Now, just when he thought he outstripped the past, he has seen the small picture of Ferdinand Fourie on the mantelpiece in Gertruida’s cottage. Ferdinand, the double agent who went to live in England. Oh they traced him, all right, but by then everything changed and it would have been stupid to do anything about the defection. However, the old-boy club kept tabs on things – they used to meet once or twice a year to talk of the old times. It was at one of these meetings he learnt what had become of his old comrade, the one that sat in the hotel while the Helderberg went up in flames. Dying like that…A fitting end, he thought at the time.
How ironic, he thinks as he slips into bed, that he should meet Gertruida here. He came to Rolbos to find his son, got a few surprises and was at the point of leaving, when he met Gertruida.
Sleep comes with leaded feet to those with a heavy conscience. It stomps on the wooden floor of remembering when the eyelids droop. It’ll march, arms swinging and boots crashing on the pavement, while sleep watches on uncomfortably from the spiked seat of yesterday’s actions. In itself, is bad enough; but it’s the prospect of telling the truth that strikes up the brass band that’ll really scare slumber away.
No, he decides, it’s fate that threw them together. It is a way of erasing the past and starting afresh. Surely they wouldn’t have met if it served only to punish him? Did the Law of Life demand sacrifice for all things done in the past? Surely not? Surely he is entitled to some happiness?
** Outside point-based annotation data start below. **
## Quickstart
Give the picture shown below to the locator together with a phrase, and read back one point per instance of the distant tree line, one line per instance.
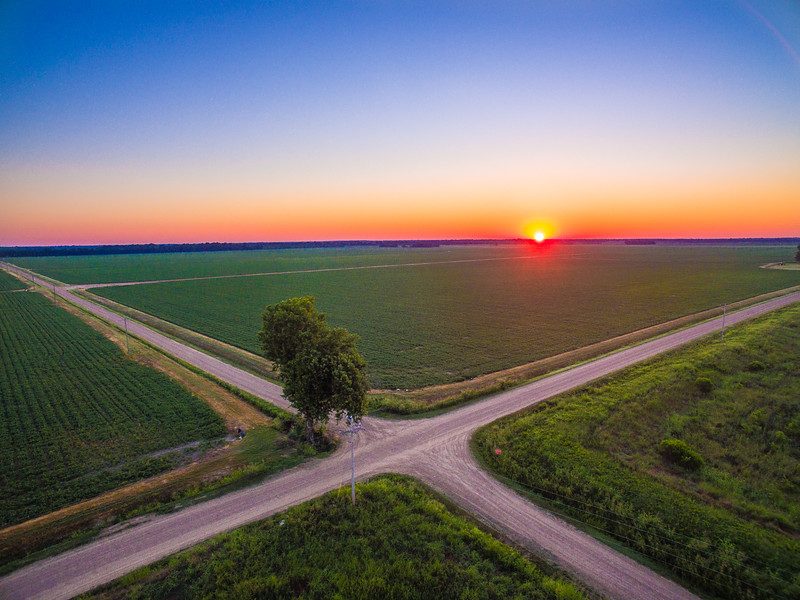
(23, 251)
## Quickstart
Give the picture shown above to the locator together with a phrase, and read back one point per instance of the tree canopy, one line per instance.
(322, 370)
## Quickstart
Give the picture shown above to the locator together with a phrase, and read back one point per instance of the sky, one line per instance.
(126, 122)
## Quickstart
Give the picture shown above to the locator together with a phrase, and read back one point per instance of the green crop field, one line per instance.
(692, 459)
(148, 267)
(9, 283)
(436, 323)
(78, 417)
(399, 541)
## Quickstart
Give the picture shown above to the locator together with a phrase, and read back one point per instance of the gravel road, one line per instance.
(435, 450)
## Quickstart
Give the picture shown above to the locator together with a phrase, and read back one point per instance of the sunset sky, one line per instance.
(185, 121)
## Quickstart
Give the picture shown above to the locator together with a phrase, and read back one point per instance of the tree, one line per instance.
(284, 325)
(321, 368)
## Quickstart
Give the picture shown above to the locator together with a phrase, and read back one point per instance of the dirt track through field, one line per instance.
(435, 450)
(87, 286)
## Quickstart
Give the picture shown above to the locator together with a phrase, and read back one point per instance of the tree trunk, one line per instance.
(310, 435)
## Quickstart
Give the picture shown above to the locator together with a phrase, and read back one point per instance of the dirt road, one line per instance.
(435, 450)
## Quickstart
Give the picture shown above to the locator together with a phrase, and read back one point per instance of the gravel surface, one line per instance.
(435, 450)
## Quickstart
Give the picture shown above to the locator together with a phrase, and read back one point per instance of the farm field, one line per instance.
(399, 541)
(9, 283)
(79, 418)
(147, 267)
(438, 323)
(691, 459)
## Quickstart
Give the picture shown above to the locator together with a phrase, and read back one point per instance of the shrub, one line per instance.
(704, 384)
(680, 453)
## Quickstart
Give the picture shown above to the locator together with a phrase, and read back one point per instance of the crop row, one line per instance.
(78, 417)
(437, 323)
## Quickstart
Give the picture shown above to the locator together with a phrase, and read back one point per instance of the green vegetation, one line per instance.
(439, 323)
(9, 283)
(79, 418)
(148, 267)
(624, 456)
(399, 541)
(322, 371)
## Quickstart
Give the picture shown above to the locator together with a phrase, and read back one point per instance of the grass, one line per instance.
(265, 450)
(440, 323)
(700, 477)
(146, 267)
(399, 541)
(79, 418)
(10, 283)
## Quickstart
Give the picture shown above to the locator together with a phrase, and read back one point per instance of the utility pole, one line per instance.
(353, 428)
(127, 347)
(724, 312)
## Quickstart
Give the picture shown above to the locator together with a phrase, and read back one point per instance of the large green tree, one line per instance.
(322, 371)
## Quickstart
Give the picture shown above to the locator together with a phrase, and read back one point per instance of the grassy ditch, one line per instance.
(399, 541)
(691, 459)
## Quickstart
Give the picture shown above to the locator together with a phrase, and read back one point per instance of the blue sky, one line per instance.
(547, 109)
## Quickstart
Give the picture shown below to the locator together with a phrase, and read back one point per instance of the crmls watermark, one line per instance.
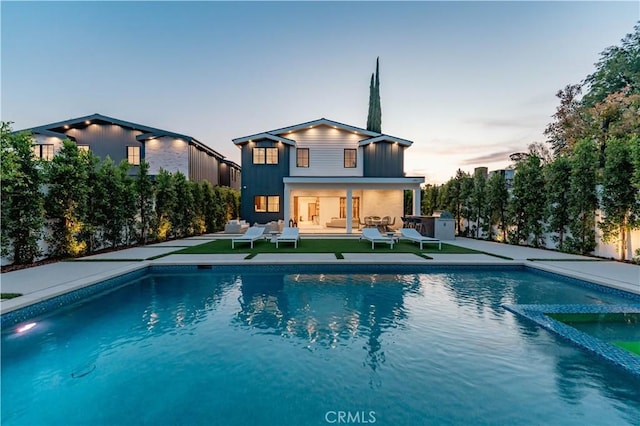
(353, 417)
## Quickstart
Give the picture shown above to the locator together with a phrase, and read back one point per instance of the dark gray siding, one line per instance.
(203, 166)
(262, 179)
(383, 159)
(107, 140)
(229, 176)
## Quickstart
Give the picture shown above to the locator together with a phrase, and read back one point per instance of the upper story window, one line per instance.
(44, 152)
(265, 155)
(133, 155)
(302, 157)
(350, 158)
(266, 203)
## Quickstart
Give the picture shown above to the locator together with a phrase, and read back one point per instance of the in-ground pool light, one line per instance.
(26, 327)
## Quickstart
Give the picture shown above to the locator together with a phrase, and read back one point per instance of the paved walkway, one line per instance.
(50, 280)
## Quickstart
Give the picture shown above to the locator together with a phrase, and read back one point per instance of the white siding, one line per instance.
(167, 153)
(326, 152)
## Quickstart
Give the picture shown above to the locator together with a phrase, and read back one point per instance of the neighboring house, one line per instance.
(230, 174)
(323, 174)
(123, 140)
(507, 174)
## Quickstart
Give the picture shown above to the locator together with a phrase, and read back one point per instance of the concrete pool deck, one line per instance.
(46, 281)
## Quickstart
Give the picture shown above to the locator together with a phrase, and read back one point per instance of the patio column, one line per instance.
(287, 204)
(417, 201)
(349, 210)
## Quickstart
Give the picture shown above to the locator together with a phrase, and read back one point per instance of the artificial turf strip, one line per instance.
(336, 246)
(6, 296)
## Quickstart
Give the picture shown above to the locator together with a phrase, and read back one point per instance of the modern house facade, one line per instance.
(123, 140)
(324, 174)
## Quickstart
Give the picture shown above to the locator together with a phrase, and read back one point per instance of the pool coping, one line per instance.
(28, 299)
(614, 354)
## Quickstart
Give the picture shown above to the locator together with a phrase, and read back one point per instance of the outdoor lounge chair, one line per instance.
(373, 235)
(289, 235)
(413, 235)
(253, 234)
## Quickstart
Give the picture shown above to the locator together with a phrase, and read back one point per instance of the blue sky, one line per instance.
(468, 82)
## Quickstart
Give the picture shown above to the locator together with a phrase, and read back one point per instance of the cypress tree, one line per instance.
(374, 120)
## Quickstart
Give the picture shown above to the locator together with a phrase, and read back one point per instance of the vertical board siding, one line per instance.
(202, 166)
(167, 153)
(107, 140)
(326, 152)
(263, 179)
(383, 159)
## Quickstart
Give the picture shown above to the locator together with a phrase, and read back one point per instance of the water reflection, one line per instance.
(326, 311)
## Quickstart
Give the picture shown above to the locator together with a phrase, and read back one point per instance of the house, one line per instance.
(123, 140)
(324, 173)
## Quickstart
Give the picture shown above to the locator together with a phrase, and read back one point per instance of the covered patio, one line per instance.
(339, 205)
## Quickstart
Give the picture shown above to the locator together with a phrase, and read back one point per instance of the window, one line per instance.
(44, 152)
(265, 155)
(258, 156)
(260, 203)
(273, 203)
(355, 207)
(133, 155)
(302, 157)
(350, 156)
(266, 203)
(272, 155)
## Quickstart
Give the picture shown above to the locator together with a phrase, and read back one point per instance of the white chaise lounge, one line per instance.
(289, 235)
(413, 235)
(373, 235)
(253, 234)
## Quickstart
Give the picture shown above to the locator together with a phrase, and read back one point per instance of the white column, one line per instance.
(417, 201)
(349, 210)
(287, 204)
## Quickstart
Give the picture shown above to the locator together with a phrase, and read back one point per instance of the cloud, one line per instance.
(528, 122)
(493, 157)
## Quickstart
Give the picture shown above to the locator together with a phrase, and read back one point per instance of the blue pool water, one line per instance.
(253, 347)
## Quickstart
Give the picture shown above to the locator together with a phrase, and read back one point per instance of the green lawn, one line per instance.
(327, 245)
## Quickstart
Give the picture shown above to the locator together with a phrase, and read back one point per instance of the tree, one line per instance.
(478, 202)
(634, 147)
(618, 194)
(165, 201)
(558, 187)
(583, 199)
(66, 200)
(374, 121)
(198, 224)
(618, 67)
(111, 203)
(570, 121)
(528, 204)
(498, 204)
(182, 211)
(144, 202)
(22, 199)
(212, 207)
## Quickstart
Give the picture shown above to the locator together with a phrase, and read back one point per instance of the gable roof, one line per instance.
(58, 129)
(276, 135)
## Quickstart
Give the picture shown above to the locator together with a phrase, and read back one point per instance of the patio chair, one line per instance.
(253, 234)
(373, 235)
(289, 235)
(413, 235)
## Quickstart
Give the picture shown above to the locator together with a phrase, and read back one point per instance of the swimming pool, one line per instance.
(272, 346)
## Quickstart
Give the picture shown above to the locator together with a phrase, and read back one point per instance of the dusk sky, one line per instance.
(468, 82)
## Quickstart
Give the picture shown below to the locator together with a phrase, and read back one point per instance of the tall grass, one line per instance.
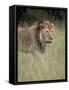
(48, 66)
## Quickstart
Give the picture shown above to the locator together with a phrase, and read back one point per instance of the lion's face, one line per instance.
(46, 32)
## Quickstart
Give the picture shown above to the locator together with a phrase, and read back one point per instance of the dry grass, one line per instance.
(48, 66)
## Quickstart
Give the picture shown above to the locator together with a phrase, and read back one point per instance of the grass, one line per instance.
(47, 66)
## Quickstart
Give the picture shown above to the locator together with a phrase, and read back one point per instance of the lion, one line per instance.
(35, 37)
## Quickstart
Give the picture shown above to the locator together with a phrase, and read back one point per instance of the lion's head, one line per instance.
(45, 29)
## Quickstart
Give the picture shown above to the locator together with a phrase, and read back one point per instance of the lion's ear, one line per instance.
(41, 26)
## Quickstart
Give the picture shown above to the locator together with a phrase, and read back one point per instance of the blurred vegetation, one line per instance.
(30, 15)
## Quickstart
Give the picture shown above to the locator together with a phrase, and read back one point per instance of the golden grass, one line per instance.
(48, 66)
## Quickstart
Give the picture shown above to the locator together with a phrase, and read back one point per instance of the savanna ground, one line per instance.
(47, 66)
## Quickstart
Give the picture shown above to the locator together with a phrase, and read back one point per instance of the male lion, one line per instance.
(35, 37)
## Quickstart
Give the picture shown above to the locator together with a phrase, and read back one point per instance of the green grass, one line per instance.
(47, 66)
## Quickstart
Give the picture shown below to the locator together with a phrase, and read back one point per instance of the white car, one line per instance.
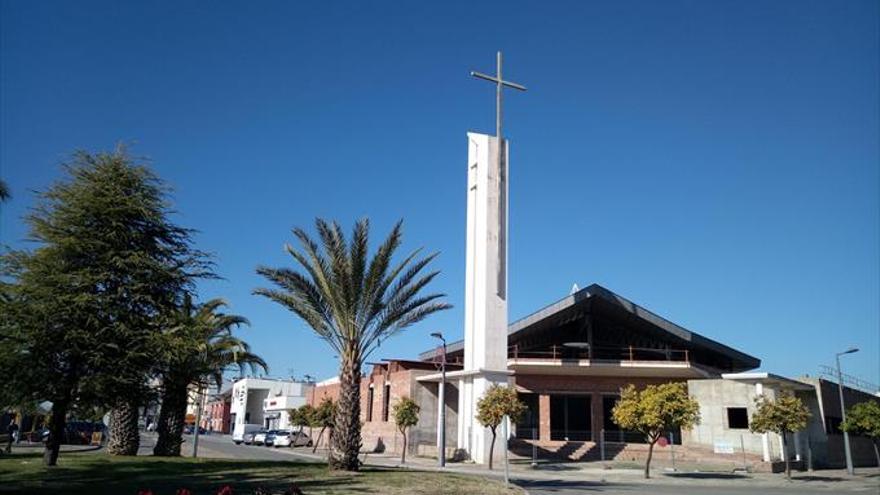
(244, 433)
(260, 437)
(287, 438)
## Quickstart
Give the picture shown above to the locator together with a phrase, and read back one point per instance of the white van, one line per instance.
(238, 434)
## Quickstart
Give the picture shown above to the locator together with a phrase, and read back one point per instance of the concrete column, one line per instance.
(596, 420)
(544, 417)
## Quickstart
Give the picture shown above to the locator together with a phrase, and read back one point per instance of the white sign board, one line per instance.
(723, 448)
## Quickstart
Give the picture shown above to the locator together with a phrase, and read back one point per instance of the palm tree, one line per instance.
(353, 302)
(199, 348)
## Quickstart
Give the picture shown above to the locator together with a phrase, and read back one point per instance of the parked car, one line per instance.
(190, 429)
(80, 432)
(260, 437)
(244, 433)
(270, 437)
(287, 438)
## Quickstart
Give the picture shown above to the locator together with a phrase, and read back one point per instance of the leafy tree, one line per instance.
(323, 417)
(655, 410)
(406, 414)
(496, 403)
(787, 414)
(353, 302)
(864, 419)
(198, 349)
(80, 310)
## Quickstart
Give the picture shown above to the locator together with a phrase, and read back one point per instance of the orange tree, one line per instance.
(654, 411)
(406, 414)
(496, 403)
(787, 414)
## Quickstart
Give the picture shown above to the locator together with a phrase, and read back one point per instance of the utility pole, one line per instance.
(849, 468)
(198, 423)
(441, 405)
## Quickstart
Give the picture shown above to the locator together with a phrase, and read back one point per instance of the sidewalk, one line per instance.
(834, 480)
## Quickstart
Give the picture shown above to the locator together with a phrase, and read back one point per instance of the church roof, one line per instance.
(595, 296)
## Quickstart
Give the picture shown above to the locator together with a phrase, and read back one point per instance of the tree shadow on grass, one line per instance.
(103, 475)
(86, 474)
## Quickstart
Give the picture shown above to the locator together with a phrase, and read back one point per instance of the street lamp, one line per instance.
(441, 406)
(849, 468)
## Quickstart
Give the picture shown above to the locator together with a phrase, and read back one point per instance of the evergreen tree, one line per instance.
(81, 309)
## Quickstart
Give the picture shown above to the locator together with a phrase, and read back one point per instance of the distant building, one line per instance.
(728, 404)
(217, 416)
(265, 401)
(568, 362)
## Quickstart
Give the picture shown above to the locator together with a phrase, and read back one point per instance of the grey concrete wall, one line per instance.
(715, 396)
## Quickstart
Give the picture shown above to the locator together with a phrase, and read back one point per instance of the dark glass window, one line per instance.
(737, 418)
(531, 417)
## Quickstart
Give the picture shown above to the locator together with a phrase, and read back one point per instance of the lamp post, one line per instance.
(849, 468)
(441, 405)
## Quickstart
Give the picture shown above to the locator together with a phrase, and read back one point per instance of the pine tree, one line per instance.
(84, 305)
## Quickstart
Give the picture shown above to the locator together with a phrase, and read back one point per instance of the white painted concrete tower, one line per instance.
(485, 328)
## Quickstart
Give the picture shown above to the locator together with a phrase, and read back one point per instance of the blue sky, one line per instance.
(715, 162)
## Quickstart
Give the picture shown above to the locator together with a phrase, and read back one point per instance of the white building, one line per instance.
(265, 401)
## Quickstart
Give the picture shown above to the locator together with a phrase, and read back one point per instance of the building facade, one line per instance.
(265, 401)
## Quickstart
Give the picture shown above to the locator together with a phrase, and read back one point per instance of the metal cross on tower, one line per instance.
(500, 83)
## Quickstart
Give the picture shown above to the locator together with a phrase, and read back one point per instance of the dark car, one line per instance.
(270, 438)
(190, 429)
(80, 432)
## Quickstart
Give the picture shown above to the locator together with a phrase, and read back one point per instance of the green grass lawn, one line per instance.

He tries hard to believe the thought, knowing it’ll be impossible to do so. If he told Gertruida he had been at least partially responsible for Ferdinand’s disappearance, she’d never forgive him.
The little soldiers of guilt pick up speed as they do a quick-march across the pages of his mind, singing with gusto and saluting with laughter as they trample the dreams of the future.
Judge Kobus Gericke has been found guilty by his own conscience. The sentence is clear. He gets up with a sigh to put the kettle on.